House Minority Leader Nancy Pelosi (Calif.) and other Democratic leaders oppose the increased funding for the Pentagon’s war fund (Overseas Contingency Operations) to circumvent spending limits under the 2011 budget deal that implemented sequestration. But 41 Democrats nonetheless voted for the defense bill that usually attracts a wide bipartisan coalition.

Most of the Democrats who voted for it are vulnerable lawmakers who will be top GOP targets in the 2016 election cycle or serve on the House Armed Services Committee, which crafted the legislation.

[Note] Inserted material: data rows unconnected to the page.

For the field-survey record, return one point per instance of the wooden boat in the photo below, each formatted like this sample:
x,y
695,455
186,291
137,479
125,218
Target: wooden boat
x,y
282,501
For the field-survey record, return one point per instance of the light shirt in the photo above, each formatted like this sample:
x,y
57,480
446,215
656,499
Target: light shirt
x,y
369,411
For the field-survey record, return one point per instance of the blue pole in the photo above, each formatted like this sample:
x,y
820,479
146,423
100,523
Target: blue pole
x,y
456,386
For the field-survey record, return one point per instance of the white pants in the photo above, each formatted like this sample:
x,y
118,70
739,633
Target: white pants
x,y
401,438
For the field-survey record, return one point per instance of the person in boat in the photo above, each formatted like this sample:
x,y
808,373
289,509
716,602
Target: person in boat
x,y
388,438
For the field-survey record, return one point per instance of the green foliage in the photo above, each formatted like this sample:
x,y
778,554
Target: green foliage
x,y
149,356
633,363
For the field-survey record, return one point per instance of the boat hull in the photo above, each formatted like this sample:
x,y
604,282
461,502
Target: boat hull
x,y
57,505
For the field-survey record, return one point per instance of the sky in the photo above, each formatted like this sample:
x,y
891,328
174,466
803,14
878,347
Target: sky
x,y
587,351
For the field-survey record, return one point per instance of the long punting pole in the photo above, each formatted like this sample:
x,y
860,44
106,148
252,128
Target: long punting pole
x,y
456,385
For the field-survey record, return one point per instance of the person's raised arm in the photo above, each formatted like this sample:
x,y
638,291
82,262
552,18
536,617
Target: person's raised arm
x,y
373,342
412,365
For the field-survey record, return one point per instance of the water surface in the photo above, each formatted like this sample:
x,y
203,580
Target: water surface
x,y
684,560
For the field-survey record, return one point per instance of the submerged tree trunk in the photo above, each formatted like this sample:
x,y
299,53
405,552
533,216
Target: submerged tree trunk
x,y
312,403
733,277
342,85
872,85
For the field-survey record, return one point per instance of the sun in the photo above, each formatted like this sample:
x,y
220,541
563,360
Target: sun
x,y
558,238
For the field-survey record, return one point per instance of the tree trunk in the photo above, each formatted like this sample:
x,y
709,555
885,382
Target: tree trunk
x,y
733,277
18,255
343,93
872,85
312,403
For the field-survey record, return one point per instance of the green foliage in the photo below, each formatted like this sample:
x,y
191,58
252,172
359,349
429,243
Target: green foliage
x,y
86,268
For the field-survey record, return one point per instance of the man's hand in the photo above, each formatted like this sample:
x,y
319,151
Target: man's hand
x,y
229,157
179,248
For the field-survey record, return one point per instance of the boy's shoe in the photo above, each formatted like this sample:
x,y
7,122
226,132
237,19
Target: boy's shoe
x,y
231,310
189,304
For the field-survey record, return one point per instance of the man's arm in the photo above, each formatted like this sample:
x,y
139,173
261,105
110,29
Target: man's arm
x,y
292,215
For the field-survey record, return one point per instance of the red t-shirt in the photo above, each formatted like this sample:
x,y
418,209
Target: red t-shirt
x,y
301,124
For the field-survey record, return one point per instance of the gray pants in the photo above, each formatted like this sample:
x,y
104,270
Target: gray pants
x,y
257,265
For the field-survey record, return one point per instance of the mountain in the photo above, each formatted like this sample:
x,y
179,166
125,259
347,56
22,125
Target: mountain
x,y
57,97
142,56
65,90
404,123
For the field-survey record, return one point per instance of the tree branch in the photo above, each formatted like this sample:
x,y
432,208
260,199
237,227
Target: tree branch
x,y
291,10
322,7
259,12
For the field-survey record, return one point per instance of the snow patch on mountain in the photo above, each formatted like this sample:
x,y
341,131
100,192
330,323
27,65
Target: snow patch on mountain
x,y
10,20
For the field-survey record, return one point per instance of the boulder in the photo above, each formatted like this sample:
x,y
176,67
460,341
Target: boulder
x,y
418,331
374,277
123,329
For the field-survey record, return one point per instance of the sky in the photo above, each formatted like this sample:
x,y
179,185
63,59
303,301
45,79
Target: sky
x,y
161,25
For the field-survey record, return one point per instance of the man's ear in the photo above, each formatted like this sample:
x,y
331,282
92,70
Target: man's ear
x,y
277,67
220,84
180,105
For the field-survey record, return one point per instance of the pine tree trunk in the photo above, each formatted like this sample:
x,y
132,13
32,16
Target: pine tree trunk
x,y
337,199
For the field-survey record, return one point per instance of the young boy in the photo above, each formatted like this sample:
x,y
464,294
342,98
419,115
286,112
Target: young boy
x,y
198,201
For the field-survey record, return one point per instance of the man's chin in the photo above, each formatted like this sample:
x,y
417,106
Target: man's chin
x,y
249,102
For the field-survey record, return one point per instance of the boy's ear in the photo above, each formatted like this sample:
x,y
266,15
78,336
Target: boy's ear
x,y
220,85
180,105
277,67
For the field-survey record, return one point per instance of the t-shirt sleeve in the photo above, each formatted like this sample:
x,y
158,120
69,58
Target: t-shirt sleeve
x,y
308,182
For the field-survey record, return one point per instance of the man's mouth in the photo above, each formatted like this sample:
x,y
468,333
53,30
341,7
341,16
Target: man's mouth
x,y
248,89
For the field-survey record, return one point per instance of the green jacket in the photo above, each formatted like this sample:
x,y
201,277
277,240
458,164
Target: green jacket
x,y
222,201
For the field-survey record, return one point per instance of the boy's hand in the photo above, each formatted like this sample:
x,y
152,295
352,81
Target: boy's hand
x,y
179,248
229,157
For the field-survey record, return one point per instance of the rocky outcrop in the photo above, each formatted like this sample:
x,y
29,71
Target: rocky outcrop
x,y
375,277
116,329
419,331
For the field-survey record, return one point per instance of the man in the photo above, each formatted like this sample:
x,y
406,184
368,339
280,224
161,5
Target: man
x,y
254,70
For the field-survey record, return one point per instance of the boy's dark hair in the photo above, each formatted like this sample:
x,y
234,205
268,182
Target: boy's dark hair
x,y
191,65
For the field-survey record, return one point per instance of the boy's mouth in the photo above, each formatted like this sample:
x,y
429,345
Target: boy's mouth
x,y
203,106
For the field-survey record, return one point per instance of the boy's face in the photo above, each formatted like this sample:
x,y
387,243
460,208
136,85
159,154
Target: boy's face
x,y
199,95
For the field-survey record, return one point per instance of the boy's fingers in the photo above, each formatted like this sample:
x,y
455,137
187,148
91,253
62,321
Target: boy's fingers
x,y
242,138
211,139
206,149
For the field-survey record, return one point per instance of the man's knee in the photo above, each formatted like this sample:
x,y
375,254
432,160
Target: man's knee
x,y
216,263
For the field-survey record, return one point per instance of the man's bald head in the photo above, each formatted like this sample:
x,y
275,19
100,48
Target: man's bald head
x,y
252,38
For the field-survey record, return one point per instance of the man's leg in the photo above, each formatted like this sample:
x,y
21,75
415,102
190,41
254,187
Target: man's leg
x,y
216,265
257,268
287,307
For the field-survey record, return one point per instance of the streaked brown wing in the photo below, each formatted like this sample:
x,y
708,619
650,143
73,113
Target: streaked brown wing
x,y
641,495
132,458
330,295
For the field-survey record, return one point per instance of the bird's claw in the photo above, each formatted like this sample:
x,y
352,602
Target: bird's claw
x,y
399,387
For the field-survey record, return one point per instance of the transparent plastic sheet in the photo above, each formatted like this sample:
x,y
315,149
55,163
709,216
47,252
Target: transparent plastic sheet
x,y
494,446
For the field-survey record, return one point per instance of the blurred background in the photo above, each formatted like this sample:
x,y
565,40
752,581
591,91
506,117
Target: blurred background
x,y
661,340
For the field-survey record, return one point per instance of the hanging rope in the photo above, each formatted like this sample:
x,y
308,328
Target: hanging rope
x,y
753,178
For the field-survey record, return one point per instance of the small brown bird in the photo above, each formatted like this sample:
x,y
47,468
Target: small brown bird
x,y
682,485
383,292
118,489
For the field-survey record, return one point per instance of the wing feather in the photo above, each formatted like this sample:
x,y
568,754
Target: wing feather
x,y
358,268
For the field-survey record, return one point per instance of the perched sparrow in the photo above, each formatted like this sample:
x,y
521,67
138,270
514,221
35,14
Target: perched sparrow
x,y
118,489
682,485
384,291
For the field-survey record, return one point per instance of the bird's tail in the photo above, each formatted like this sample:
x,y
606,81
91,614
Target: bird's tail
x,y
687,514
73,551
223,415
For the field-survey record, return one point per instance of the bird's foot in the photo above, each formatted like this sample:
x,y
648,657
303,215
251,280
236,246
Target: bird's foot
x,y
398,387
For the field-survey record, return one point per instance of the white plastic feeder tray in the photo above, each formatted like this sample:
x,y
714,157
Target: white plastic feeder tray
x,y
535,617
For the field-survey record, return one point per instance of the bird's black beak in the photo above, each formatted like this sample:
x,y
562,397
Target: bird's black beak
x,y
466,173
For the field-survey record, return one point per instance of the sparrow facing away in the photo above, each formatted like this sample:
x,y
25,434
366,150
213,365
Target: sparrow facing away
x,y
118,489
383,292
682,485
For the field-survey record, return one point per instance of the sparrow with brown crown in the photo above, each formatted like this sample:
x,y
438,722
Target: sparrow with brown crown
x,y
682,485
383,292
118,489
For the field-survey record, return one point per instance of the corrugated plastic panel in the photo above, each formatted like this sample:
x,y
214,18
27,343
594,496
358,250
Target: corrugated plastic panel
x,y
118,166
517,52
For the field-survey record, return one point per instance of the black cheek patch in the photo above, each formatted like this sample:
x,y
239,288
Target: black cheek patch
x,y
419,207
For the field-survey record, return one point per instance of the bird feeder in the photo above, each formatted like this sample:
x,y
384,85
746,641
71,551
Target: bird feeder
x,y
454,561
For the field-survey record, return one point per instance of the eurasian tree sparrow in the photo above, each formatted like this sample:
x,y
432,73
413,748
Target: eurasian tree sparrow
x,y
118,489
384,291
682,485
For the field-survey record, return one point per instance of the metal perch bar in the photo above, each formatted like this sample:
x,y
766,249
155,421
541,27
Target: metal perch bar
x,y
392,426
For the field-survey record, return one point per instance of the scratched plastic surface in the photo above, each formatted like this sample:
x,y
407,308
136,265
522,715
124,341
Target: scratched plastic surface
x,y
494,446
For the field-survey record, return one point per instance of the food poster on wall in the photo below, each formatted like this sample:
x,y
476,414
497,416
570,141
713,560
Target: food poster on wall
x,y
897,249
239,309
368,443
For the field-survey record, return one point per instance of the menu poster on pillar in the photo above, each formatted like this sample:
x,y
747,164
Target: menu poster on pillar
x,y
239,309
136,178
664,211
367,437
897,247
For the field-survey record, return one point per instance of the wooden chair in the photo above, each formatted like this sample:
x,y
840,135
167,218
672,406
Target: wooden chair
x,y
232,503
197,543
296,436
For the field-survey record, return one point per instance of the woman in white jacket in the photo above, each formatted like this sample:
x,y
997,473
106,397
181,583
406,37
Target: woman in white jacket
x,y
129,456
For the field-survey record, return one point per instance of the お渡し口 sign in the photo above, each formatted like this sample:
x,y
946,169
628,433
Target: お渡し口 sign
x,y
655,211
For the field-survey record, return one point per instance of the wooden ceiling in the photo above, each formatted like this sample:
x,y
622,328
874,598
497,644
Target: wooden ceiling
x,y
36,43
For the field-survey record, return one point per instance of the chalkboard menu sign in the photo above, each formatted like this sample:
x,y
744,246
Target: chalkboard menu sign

Pelosi, though, said the defense authorization “perpetuates instability” and sets unrealistic funding for the Pentagon budget. She suggested the vote further demonstrated that a majority of Democrats could sustain a presidential veto of legislation adhering to the GOP budget framework.

“Democrats stand for a strong national defense, and today, our members sent a strong message in support of giving our men and women in uniform and our military overall the certainty they need, not Republican budget gimmicks,” Pelosi said in a statement.

Two of the defecting Democrats, Reps. Tammy Duckworth (Ill.) and Patrick Murphy (Fla.), are running for Senate. A vote against the defense authorization could have risked attack ads accusing them of not supporting the military, especially in a statewide race compared with a district race.

Duckworth is also an Iraq War veteran and serves on the Armed Services panel.